The conclusion of the rapist, Baba Ram Rahim case, was the first tribute to the family of the brave journalist Ram Chander Chhatrapati who was murdered for exposing Dera Sacha Sauda chief.

Ram Chander isn’t the only one who sacrificed his life for the nation.

Here is the list of other anti-corruption activists people who paid a heavy price for their honesty:

Narendra Kumar

Narendra Kumar, the Indian Police Service (IPS) officer, was killed by a sand mining mafia, who was carrying illegally mined stones on the tractor in Madhya Pradesh. The murder of the officer in 2002 also raised a debate on corruption, and many activists including Anna Hazare protested against the episode. A tractor was run over the officer after he tried to stop it. 

Pravin Mohare

Pravin Mohare was the film agent in Mumbai, who used to procure film certificates from the Censor Board of India. He dared to expose the former CEO of the Central Board of Film Certification (CBFC) for accepting bribe worth Rs 50,000 to provide a film certificate. In 2014, Mohare was praised for the brave act, but sooner his ID was blocked by the CFBC. He was forced to sell vegetables in Mumbai after spending months jobless.

Lalit Mehta 

Lalit, an RTI activist, was murdered in 2008 for exposing racket in the National Rural Employment Guarantee Act (NREGA). He was attacked while riding on his way to Chatarpur. Lalit’s face was crushed to an increasing amount that it was unidentifiable.

Also Read: Criminal Babas in India- Rapist Ram Rahim and Rapist Asaram: Why Delay in Justice of these Godmen?

Manjunath Shanmugam 

Manjunath, an IIM graduate, worked as a Sales officer for the Indian Oil Corporation (IOC). He was murdered for sealing two corrupt petrol stations in Lakhimpur, UP, which used to sell adulterated petrol. He also led a surprise raid after the petrol station reopened. In 2005, Manjunath was found dead with injuries from six bullets in the backseat of his car.
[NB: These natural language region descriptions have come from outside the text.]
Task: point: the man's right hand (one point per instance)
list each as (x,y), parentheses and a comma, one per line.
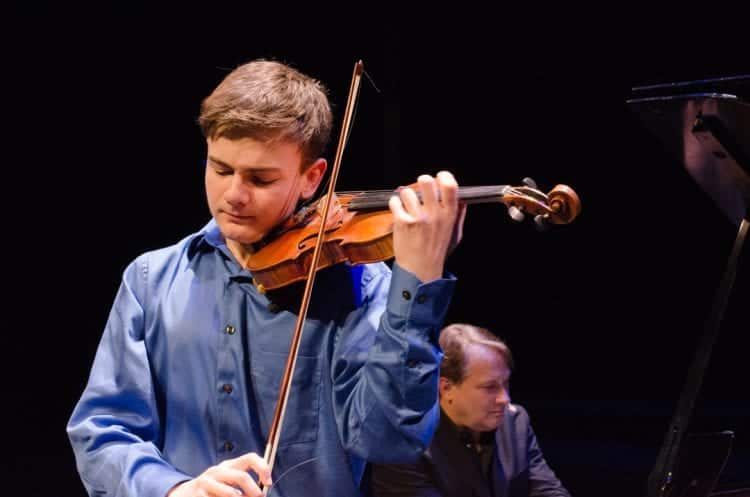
(227,479)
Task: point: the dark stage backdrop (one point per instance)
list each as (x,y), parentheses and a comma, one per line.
(603,315)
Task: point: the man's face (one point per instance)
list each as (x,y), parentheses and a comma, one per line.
(479,401)
(252,186)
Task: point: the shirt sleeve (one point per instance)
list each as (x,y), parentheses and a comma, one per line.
(385,367)
(115,428)
(542,480)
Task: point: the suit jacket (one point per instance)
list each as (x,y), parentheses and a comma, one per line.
(449,469)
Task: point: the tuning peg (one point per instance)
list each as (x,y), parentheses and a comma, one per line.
(541,222)
(516,214)
(530,183)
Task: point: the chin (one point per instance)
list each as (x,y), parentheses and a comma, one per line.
(239,234)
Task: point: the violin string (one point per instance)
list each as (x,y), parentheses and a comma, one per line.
(379,198)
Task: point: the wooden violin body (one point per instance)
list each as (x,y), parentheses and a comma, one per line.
(360,226)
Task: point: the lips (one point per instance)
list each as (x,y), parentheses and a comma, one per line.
(238,218)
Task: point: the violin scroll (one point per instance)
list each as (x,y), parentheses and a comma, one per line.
(560,206)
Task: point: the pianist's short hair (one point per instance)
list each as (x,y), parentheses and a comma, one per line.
(455,338)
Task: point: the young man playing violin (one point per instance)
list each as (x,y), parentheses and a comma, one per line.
(186,378)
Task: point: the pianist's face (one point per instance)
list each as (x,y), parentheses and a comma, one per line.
(478,402)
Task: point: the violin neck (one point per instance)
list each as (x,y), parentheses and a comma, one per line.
(466,194)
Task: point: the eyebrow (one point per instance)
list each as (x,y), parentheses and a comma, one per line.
(253,168)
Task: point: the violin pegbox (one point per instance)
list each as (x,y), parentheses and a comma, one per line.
(560,206)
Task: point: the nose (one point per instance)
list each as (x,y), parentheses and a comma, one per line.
(237,193)
(503,397)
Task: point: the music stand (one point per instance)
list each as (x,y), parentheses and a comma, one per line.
(701,459)
(705,124)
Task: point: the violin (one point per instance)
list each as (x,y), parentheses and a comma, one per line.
(359,228)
Niladri Chattopadhyay Niloy

Niladri Chattopadhyay Niloy was human rights activist and a blogger. He used to write about women issues, minority groups and opposed religious extremism. His blog, Mukto Mona, was a community of free thinkers, skeptics, atheists, and rationalists, which was formed by Avijit Roy. Avijit was killed by an Islamic group, which claimed responsibility for the murder. Niladari was the voice for Avijit’s death and met the same fate for supporting him. A group of four Muslim youths butchered Niladari with sharp weapons at his apartment where he was found dead.

Satish Shetty

Satish Shetty was an Indian social activist who had exposed numerous real-estate scams in Maharashtra using Right to Information (RTI). Satish’s engagement with truth earned him many enemies. In 2010, anonymous attackers killed him in Talegaon.

Satyendra Dubey

Satyendra Dubey, a proficient IES officer, was the Project Director of the National Highways Authority of India (NHAI) at Koderma. Coming from a low-income family, he was not fond of corruption and found many discrepancies in the projects of the NHAI at Koderma. He also asked the contractor to reconstruct 6 km of poorly built roads. In 2003, Satyendra was shot dead by the mafia of road construction. His body was discovered aside the road in Gaya, Bihar.

Shehla Masood

Shehla Masood was the environmentalist, businessman, wildlife, and RTI activist. In 2011, she was shot dead at point blank range by an unidentified assailant in Bhopal. The most probable reason for her death was attached to her protest against illegal mining of diamond and strife to save animals who were slaughtered for their skins.

Tej Bahadur Yadav

Tej Bahadur Yadav, a BSF jawan, uploaded several videos on Facebook concerning the inferior quality of food given to the jawans, which the BSF denied. BSF dismissed him, and Tejpal had to go through a three-month long proceeding at a court for tarnishing the reputation of the BSF. Yadav was also withdrawn from post retirement benefits.